Le délégué général de Procos indique aussi que les pouvoirs publics «ont raison de dire qu’il faut dynamiser le centre-ville». Les acteurs de la distribution attendent beaucoup des dispositions prises par le gouvernement pour revitaliser les villes moyennes, et en particulier du programme Action cœur de ville, destiné à 222 localités. Pour l’instant, observe la fédération des enseignes, «la plupart des opérations concernent le logement. C’est une bonne chose, car les villes ont besoin d’habitants». Emmanuel Le Roch regrette tout de même de ne pas être «davantage sollicité» par les municipalités pour l’implantation d’enseignes. De fait, beaucoup de maires considèrent désormais que leur ville est bien équipée, voire trop équipée, en commerces.

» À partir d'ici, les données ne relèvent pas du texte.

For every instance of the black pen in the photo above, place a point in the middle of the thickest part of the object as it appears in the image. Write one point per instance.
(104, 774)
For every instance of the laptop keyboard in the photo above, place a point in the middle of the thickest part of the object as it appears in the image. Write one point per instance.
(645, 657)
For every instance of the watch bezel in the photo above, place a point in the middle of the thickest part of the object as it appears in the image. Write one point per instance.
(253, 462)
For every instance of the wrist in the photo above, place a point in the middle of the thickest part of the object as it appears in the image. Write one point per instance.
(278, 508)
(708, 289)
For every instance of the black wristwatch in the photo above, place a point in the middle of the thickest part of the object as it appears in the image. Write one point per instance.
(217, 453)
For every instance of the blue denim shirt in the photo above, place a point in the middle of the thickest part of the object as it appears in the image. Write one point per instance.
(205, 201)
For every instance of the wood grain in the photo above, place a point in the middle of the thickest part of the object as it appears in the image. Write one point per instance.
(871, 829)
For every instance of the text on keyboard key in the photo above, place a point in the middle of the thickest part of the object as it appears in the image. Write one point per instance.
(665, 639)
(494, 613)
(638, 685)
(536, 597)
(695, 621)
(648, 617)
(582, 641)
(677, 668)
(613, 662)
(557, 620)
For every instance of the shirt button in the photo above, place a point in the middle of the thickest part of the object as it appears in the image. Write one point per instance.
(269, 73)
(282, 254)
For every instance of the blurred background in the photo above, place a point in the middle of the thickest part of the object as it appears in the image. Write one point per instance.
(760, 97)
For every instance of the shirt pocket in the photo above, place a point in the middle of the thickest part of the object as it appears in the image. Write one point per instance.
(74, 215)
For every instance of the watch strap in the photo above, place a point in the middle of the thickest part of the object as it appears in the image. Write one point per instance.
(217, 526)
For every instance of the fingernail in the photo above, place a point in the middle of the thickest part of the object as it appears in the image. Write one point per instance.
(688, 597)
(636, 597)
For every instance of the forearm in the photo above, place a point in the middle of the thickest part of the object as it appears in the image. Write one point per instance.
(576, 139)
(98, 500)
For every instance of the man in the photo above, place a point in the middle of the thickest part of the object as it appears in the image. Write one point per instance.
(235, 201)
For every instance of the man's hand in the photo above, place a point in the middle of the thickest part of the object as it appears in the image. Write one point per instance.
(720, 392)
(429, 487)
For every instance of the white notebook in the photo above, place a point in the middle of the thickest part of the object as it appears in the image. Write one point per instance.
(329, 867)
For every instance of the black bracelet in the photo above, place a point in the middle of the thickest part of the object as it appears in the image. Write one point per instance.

Le secteur apprend, doucement, à faire son deuil des zones commerciales superfétatoires. À Vendenheim, dans la banlieue de Strasbourg, une zone vieillissante est en cours de requalification, avec l’impulsion de la métropole. Cette opération comprend une réorganisation de la voirie, la destruction de bâtiments, la construction de logements et l’accueil de nouvelles activités. Mais comme l’indique Emmanuel Le Roch, ce type de réhabilitation est «compliqué à mettre en œuvre», et se traduit, en pratique, «par la création de nouvelles surfaces commerciales». À l’avenir, «il va falloir apprendre à détruire», dit-il.